In 1905 Woolwich council created Well Hall Road (now the A205) from the country track that had been Woolwich Lane, and it became a tram route in 1910. Following the outbreak of the First World War, the government acquired 96 acres of farmland on either side of Well Hall Road to build an estate for munitions workers at Woolwich. Construction workers were drafted in from all parts of London to build 1,300 homes on ‘garden city’ lines and the project was completed by December 1915. Despite the urgency, the Ministry of Works team, led by Francis Baines, achieved high archi­tectural standards, especially in terms of stylistic variation. Many of the three miles of roads curved with the contours of the land and field boundary trees were retained where possible.
The new estate’s streets were named after men with historical associ­ations with Woolwich, mostly in munitions production but with one notable exception: Lovelace Green is named after the poet Richard Lovelace, who was born at Woolwich in 1618. He is best known for the lines ‘Stone walls do not a prison make /​ Nor iron bars a cage’, from his poem ‘To Althea, From Prison’.
In 1925 the government sold the Well Hall estate to the Royal Arsenal Co-​​operative Society, which renamed it the Progress estate. The house that Sir Gregory Page built to replace Well Hall (which was later given the same name) was pulled down in 1931 and the gardens of Well Hall Pleasaunce were laid out in its place. A swathe of land across the estate had been left empty for the planned construction of Rochester Way, which came through in the early 1930s, leading to the creation of the Well Hall roundabout. At the same time Sir Gilbert Scott’s Church of St Barnabas was relocated here from Woolwich Dockyard. Its church hall is named in honour of the comedian Frankie Howerd, who grew up in Arbroath Road. The Well Hall Odeon opened in 1936 and later became the Coronet.
The Well Hall estate gained conser­vation area status in 1975 and the Co-​​operative Society sold its interest in the estate to the Hyde Housing Association in 1980.
(Bugler Homes publicity shot)
Well Hall Coronet (Bugler Homes publicity shot)

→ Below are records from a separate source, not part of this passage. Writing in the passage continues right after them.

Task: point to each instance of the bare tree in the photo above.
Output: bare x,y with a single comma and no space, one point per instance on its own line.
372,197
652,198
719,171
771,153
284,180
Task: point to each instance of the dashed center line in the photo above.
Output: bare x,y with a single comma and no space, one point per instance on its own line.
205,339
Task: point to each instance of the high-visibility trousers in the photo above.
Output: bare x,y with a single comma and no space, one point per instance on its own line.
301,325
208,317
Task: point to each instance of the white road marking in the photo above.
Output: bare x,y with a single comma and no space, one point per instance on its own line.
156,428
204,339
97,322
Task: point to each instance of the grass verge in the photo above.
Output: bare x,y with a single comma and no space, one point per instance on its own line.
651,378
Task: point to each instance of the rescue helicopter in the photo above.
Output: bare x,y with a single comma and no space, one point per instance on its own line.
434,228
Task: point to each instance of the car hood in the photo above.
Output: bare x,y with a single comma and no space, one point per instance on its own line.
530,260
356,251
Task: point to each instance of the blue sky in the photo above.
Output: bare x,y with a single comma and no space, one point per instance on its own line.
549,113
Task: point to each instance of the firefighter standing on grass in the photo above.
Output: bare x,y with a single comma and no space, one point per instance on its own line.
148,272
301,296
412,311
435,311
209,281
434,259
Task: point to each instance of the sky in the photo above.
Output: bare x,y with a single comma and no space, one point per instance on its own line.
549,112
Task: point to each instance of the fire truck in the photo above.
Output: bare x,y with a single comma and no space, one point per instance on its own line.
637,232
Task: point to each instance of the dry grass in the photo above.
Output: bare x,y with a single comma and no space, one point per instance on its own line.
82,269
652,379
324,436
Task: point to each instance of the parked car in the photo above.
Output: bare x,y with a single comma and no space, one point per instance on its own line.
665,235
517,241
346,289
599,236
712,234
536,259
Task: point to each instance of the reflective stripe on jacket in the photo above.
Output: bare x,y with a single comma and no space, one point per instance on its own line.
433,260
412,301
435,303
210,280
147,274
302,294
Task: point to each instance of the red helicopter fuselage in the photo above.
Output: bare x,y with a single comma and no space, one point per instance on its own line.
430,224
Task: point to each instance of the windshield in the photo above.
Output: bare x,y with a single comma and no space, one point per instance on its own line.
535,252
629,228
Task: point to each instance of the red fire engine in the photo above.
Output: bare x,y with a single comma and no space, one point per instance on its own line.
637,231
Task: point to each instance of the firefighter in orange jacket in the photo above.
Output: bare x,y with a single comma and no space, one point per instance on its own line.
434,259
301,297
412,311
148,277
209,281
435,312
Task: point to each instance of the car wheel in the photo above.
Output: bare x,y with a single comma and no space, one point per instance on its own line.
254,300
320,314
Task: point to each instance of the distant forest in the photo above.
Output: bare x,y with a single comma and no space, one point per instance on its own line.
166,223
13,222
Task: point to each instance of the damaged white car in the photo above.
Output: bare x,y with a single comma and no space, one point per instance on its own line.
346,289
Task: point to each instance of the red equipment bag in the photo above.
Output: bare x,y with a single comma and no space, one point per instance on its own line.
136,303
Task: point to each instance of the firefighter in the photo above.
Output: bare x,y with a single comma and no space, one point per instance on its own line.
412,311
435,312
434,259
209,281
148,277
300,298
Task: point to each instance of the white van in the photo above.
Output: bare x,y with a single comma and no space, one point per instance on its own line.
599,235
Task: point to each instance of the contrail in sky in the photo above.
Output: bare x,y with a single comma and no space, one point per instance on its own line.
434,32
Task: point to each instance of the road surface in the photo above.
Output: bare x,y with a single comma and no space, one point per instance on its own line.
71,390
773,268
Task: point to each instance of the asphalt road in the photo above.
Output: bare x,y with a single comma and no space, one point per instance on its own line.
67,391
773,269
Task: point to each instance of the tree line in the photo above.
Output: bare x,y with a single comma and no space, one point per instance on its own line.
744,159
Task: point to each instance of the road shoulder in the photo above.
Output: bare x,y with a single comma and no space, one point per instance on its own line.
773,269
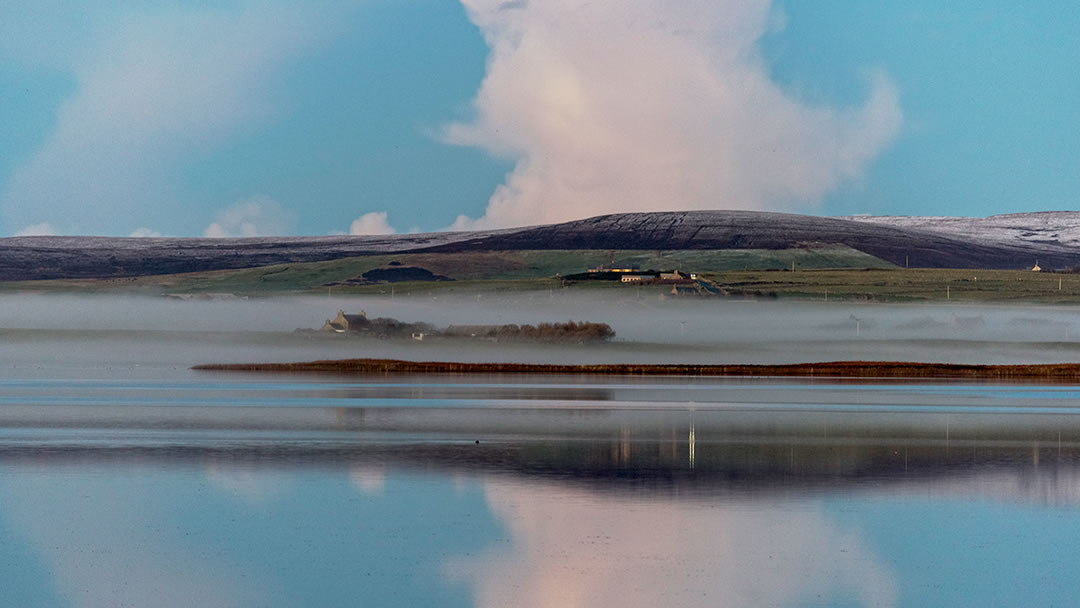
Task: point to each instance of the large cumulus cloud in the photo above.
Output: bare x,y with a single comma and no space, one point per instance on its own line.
642,105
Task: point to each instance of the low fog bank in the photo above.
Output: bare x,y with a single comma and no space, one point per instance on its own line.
81,333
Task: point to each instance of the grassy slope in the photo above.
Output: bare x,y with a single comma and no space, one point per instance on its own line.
907,285
472,271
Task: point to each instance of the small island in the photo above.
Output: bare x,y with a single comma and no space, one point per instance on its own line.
1057,372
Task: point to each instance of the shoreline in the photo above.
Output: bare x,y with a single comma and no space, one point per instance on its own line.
827,369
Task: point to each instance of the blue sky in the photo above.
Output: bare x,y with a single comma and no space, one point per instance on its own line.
264,118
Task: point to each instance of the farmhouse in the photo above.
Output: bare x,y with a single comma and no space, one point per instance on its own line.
637,278
343,323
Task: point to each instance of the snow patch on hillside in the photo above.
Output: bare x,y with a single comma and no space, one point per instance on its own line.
1058,228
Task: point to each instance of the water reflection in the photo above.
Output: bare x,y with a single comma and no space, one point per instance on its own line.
448,504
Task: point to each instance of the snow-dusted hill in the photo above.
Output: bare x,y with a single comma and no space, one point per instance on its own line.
1002,242
1053,228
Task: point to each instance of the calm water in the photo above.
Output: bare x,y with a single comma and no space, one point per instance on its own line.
183,489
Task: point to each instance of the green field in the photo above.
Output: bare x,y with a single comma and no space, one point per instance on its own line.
475,271
905,285
837,273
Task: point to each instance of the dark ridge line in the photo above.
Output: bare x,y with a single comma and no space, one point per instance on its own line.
829,369
24,258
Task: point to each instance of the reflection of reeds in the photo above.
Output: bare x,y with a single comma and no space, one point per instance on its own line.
831,369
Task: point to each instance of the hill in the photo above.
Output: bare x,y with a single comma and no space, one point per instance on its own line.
916,245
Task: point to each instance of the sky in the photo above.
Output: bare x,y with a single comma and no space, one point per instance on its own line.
373,117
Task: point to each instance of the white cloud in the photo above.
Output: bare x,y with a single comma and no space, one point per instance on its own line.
649,105
153,89
258,216
43,229
374,223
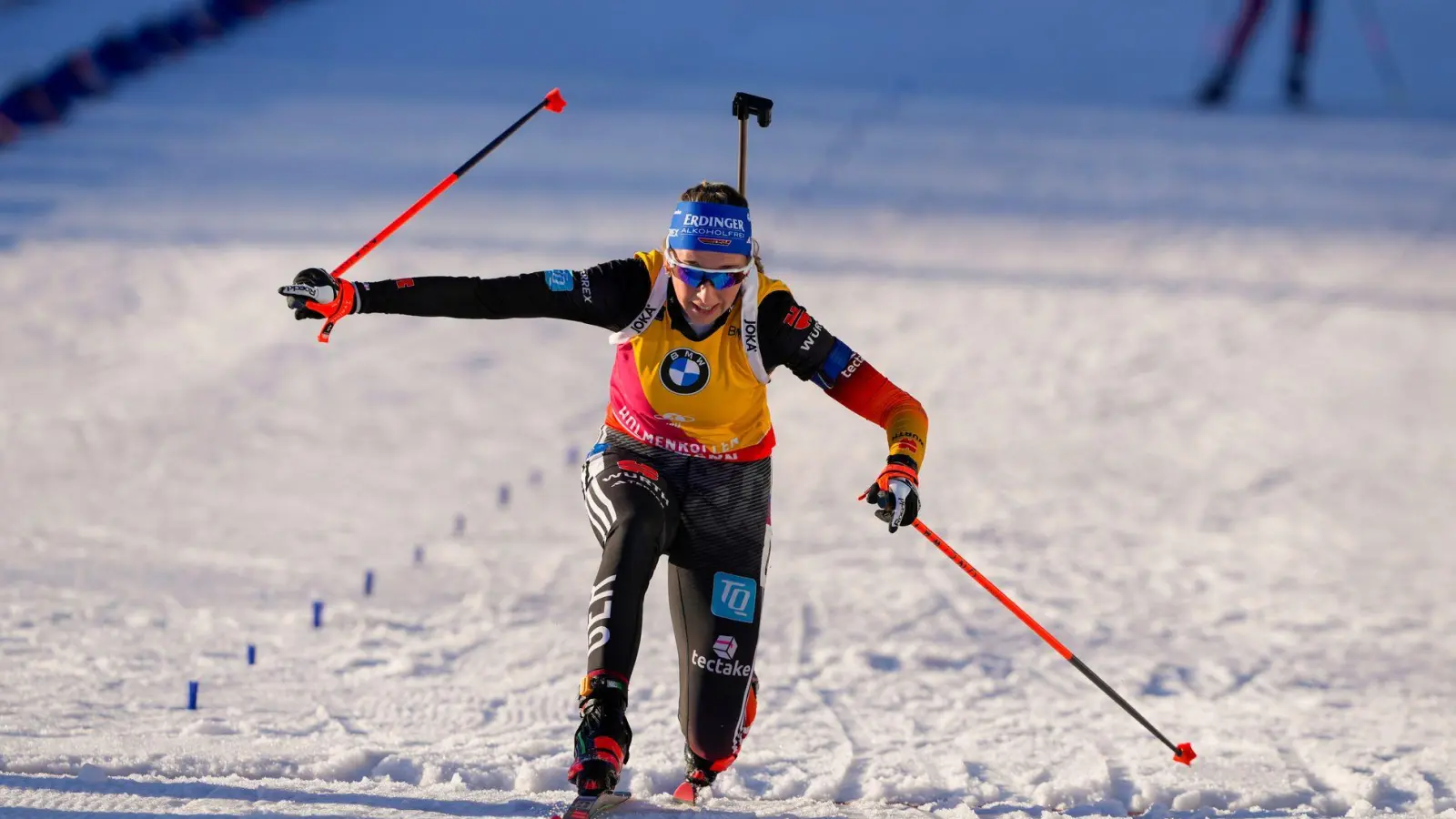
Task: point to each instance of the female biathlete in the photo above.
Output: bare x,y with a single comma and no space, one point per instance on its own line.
682,464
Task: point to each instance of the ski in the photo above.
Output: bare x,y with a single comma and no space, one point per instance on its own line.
592,806
686,793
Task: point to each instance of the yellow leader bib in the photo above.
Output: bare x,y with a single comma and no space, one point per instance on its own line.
703,398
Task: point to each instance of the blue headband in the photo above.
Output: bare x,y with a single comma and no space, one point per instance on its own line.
710,227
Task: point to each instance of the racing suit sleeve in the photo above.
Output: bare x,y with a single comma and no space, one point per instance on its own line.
794,339
608,295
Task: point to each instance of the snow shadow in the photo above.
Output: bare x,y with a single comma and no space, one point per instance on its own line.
197,790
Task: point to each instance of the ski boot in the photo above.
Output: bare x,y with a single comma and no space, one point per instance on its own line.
701,773
603,736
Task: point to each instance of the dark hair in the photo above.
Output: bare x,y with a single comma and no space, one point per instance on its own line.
717,193
720,193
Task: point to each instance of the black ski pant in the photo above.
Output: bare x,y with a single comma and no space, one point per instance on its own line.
1249,14
711,519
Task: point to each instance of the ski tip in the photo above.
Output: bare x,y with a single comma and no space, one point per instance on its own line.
686,793
1186,753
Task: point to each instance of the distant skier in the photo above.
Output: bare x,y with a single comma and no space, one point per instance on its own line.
682,465
1215,91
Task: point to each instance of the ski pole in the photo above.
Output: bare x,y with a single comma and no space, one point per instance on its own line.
552,102
1380,47
1181,753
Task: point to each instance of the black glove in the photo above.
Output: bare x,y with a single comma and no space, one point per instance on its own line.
895,494
315,295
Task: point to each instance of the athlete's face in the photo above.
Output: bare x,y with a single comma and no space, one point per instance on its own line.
705,302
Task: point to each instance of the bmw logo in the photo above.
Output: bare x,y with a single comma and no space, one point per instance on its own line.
684,372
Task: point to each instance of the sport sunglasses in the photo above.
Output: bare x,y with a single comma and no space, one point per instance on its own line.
692,276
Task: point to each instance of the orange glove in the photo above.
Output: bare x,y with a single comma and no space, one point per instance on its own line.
317,295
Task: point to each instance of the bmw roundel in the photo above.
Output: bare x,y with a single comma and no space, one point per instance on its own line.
684,372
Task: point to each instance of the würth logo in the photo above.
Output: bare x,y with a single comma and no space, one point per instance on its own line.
798,318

The Coronet closed in 1999 and lay derelict and vandalised for more than a decade. In 2012 the cinema was at last converted and extended to form a devel­opment of 53 flats and a parade of shops, including a Tesco Express. Perhaps the delay was worth it: the art deco corner frontage is once again looking excellent. It’s a shame some of London’s other unwanted cinema buildings couldn’t have been saved in a similar way.